En la pantalla Inicio del centro de administración, busque el banner Introducción a Security Copilot y seleccione el icono Agente de corrección de vulnerabilidades (versión preliminar). El centro de administración abre la páginaAgente de corrección de vulnerabilidades deseguridad> de punto de conexión (versión preliminar):
Seleccione Configurar agente para abrir el panel de configuración. Este panel muestra detalles sobre el agente, pero no requiere ninguna configuración. Revise los detalles para asegurarse de que se cumplen los requisitos y, a continuación, seleccione Iniciar agente para cerrar el panel de configuración e iniciar la primera ejecución del agente.
El agente se ejecuta hasta que finaliza y, a continuación, muestra sus resultados en el panel Agente de corrección de vulnerabilidades del centro de administración.
Administración de vulnerabilidades y el agente
Una vez que el agente finaliza su ejecución inicial, los administradores pueden revisar y administrar las sugerencias del Agente de corrección de vulnerabilidades en el centro de administración de Intune. Vaya a Agentede corrección de vulnerabilidades de seguridad > de puntos de conexión(versión preliminar). De forma predeterminada, la página del agente se abre en la pestaña Información general . En esta pestaña, los administradores pueden ver la lista priorizada de vulnerabilidades, profundizar para obtener más detalles y pasos de corrección, y ver el historial de ejecución del agente.
La otra pestaña disponible es la pestaña Configuración , que proporciona detalles limitados sobre la configuración del agente.
Pestaña da Información general
Una vez que el agente de corrección de vulnerabilidades finaliza una ejecución, la pestaña Información general se actualiza con la lista de vulnerabilidades principales priorizada de los agentes.

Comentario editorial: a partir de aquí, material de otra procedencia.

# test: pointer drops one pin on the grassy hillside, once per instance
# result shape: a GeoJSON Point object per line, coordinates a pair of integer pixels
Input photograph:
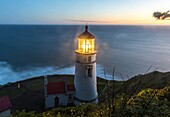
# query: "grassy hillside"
{"type": "Point", "coordinates": [117, 96]}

La siguiente información está disponible en esta pestaña:
- Disponibilidad y estado de ejecución del agente
- Sugerencias del agente, que son la lista prioritaria de vulnerabilidades.
- Lista de la actividad del agente anterior.
Sugerencias del agente
Las sugerencias del agente son una lista con prioridad de las principales vulnerabilidades identificadas en función de los datos de Administración de vulnerabilidades de Microsoft Defender. Esta información puede diferir ligeramente de la misma información que puede ver en la consola de Microsoft Defender.
En esta lista también se muestran los siguientes detalles de columna:
Pasos siguientes sugeridos: Cada paso siguiente sugerido es un vínculo que abre un panel de acciones sugerido . En el panel Acción sugerida se muestran detalles sobre las vulnerabilidades asociadas (para Intune dispositivos administrados), las acciones sugeridas que se deben realizar para corregir la amenaza y una opción para marcar la corrección como Aplicada.
Las instrucciones de corrección se dividen en las siguientes categorías:
Aplicaciones: para corregir las aplicaciones, el agente podría recomendar la implementación de una aplicación actualizada o de un perfil de Intune para ayudar a administrar lo que la aplicación puede hacer o usar para hacer que representa una amenaza.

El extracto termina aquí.